Por: Gabriela Rocha
O conceito de bem de família ocupa posição de destaque no direito brasileiro, refletindo a preocupação em proteger o patrimônio mínimo necessário para a subsistência e a dignidade das famílias, entidades que gozam de proteção constitucional.
A recente decisão da Primeira Turma do Superior Tribunal de Justiça (STJ) reafirmou a coexistência entre o bem de família voluntário, disciplinado pelo Código Civil (CC) no artigo 1.711 e pelo Código de Processo Civil (CPC) no artigo 833, inciso I, e o bem de família legal, previsto na Lei nº. 8.009/1990. Essa posição reforça a harmonia normativa e dissipa dúvidas quanto à possibilidade de revogação tácita de dispositivos da Lei nº. 8.009/1990, com a entrada em vigor do CPC de 2015.
O bem de família, tanto em sua modalidade legal quanto voluntária, tem como principal objetivo assegurar um núcleo mínimo de proteção patrimonial à residência familiar, garantindo estabilidade e segurança ao núcleo familiar. O bem de família legal é reconhecido de forma automática, independentemente de registro, com base na Lei nº. 8.009/1990, desde que o imóvel seja utilizado como residência. Já o bem de família voluntário requer o registro formal em cartório, conforme previsto no Código Civil.

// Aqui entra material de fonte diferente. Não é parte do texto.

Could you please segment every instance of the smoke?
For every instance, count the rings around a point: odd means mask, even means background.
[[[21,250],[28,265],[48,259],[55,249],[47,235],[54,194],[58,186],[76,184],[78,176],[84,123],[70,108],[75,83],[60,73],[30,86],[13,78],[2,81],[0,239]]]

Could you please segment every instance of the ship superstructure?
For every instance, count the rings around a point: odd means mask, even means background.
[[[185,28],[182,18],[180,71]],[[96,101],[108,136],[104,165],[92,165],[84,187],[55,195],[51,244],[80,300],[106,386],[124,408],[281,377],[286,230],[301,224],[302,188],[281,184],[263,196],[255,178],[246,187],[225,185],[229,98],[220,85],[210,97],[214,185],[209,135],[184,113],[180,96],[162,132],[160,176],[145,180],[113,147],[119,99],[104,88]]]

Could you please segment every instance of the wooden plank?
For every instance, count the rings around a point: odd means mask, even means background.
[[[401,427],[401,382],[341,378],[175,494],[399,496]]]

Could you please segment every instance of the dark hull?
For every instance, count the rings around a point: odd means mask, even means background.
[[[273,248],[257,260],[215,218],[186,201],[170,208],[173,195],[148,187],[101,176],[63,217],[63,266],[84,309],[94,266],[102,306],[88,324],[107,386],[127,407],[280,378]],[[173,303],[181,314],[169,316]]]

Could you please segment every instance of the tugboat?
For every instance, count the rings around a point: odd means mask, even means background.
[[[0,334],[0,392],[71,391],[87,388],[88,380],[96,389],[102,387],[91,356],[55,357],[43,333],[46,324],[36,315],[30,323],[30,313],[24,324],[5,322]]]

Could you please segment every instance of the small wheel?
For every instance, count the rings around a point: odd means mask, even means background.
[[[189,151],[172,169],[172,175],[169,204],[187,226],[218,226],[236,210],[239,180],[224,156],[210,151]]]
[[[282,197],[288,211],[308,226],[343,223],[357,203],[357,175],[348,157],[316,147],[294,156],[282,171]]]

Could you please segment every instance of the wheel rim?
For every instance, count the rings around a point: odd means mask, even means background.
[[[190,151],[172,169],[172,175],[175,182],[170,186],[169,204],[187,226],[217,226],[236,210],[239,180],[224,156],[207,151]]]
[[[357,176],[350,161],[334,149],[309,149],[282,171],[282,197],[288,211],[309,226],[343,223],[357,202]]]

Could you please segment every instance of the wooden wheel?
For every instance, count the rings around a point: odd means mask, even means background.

Embora distintos nos requisitos e procedimentos, ambas as modalidades compartilham a finalidade de resguardar o direito fundamental à moradia, previsto no artigo 6º da Constituição Federal. Nesse sentido, a coexistência das normas que regulam essas figuras não apenas preserva, mas amplia as possibilidades de proteção à residência familiar no Brasil.
No caso de entidades familiares que possuam múltiplos imóveis, o bem de família pode ser considerado o imóvel em que a família reside ou o imóvel de menor valor dentro do patrimônio. Por isso, a constituição de bem de família voluntário, com o respectivo registro cartorário desta condição, mostra-se uma solução importante para garantir que o imóvel mais valioso seja considerado o bem de família e, portanto, goze de impenhorabilidade em caso de possíveis execuções.
Na decisão recente, o STJ enfrentou uma controvérsia surgida em um processo de execução fiscal, em que se discutiu a penhorabilidade de um imóvel utilizado como moradia familiar. A instância inferior havia considerado que o novo CPC teria revogado tacitamente a Lei 8.009/1990, adotando um entendimento restritivo quanto às hipóteses de impenhorabilidade previstas no artigo 833 do CPC.
O STJ, no entanto, rejeitou essa interpretação, enfatizando que a redação do artigo 833 do CPC é compatível com a tradição jurídica nacional de garantir proteção ao bem de família por múltiplos diplomas normativos. O relator da decisão, ministro Paulo Sérgio Domingues, destacou que o rol de hipóteses de impenhorabilidade previsto no CPC não é taxativo, permitindo a convivência com outras declarações legais de impenhorabilidade, como as previstas na Lei nº. 8.009/1990.
A reafirmação da coexistência entre o bem de família legal e o voluntário pelo STJ traz segurança jurídica aos jurisdicionados e orienta a prática dos tribunais inferiores. Essa interpretação evita a exclusão de proteções conferidas pelo legislador em diplomas distintos e permite que as famílias desfrutem de uma maior amplitude de defesa patrimonial.
Na prática, a decisão também corrige eventuais desvios na aplicação das normas, especialmente em situações em que a interpretação literal e isolada de dispositivos do CPC poderia levar à penhorabilidade de imóveis protegidos. Ao preservar o caráter sistêmico das normas de proteção ao bem de família, o tribunal reafirma o compromisso com o princípio da dignidade da pessoa humana e com os direitos sociais, que são pilares do ordenamento jurídico brasileiro.
A decisão da Primeira Turma do STJ consolida a visão de que o bem de família é um instituto essencial para a preservação da segurança e da dignidade das famílias brasileiras. Ao reconhecer a coexistência entre as modalidades legal e voluntária, o tribunal reforça a necessidade de interpretação harmoniosa das normas, promovendo maior proteção aos direitos fundamentais. Essa interpretação jurisprudencial representa um avanço na construção de um sistema jurídico mais coeso e sensível às necessidades reais da sociedade.